Banks put money on Chorus promise
Banks have cut Chorus some extra slack in return for a promise that it won't pay shareholders any dividends until at least next June.
The telecommunications network operator has also committed to keeping its total bank borrowings below $1.2 billion until it learns the final price it will allowed to charge for access to its copper network.
Its total debt at March 31 was $1.8b, comprising $1.14b in bank debt and $677 million in European Medium Term Notes.
Chorus' lenders agreed to give it an eight-month extension to a $575m overdraft, which will now be available until next July.
They will also increase the company's covenant levels from 3.75 to 4.25 times its earnings before interest, tax depreciation and amortisation, at least until final regulated copper pricing is set by the Commerce Commission.

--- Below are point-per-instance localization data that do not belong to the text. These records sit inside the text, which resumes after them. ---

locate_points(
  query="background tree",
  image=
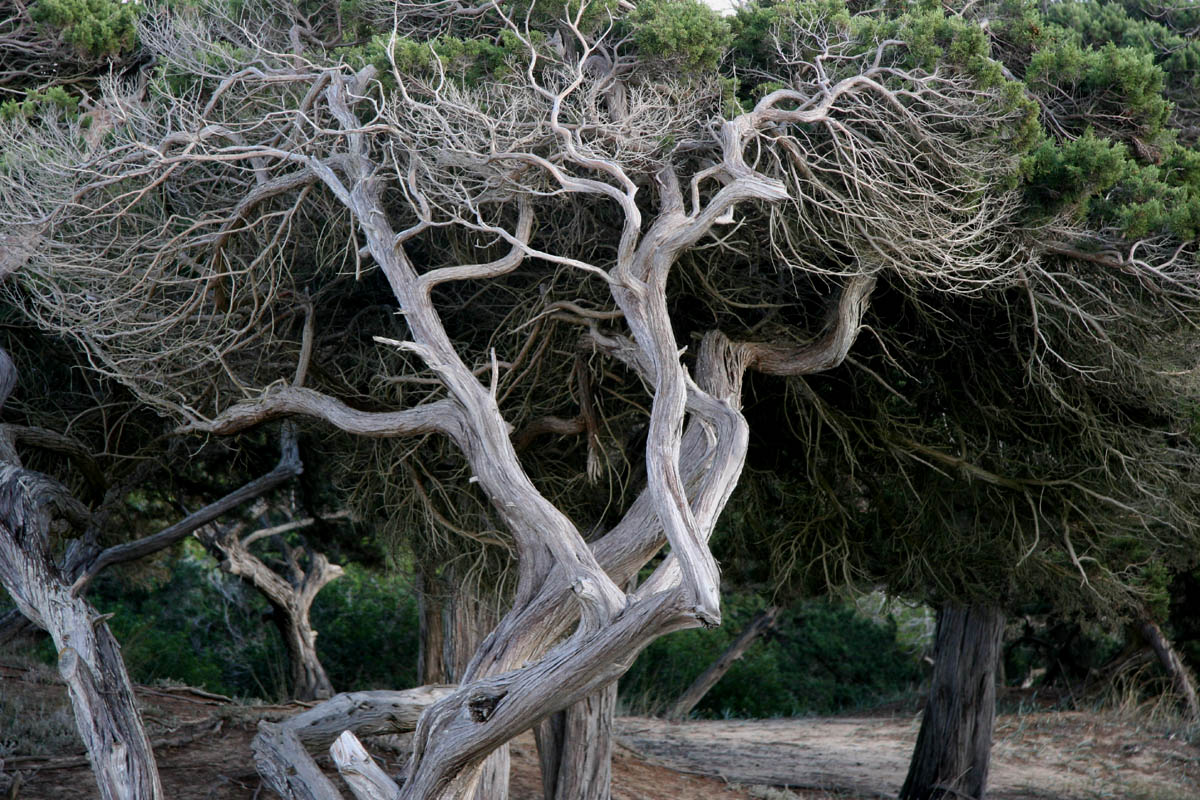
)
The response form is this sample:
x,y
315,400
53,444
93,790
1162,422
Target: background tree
x,y
412,238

Chorus chief financial officer Andrew Carroll said the amendments to its loans would give the company "significant additional financial flexibility and funding certainty" as it adapted the business to cope with copper-network price cuts that will take effect in December.
Chorus is challenging the price cuts through a regulatory review and through the Appeal Court.
"The changes we have agreed with the banks reflect Chorus' focus on achieving financial stability, particularly with the Commerce Commission's pricing review processes now scheduled to continue through to April next year," Carroll said.
Chorus' bank facilities now comprise a $575m overdraft maturing in July 2016 and a $675m facility maturing in November 2017, both supported by 10 banks, and a $250m facility from four banks which can be drawn down until May 2019.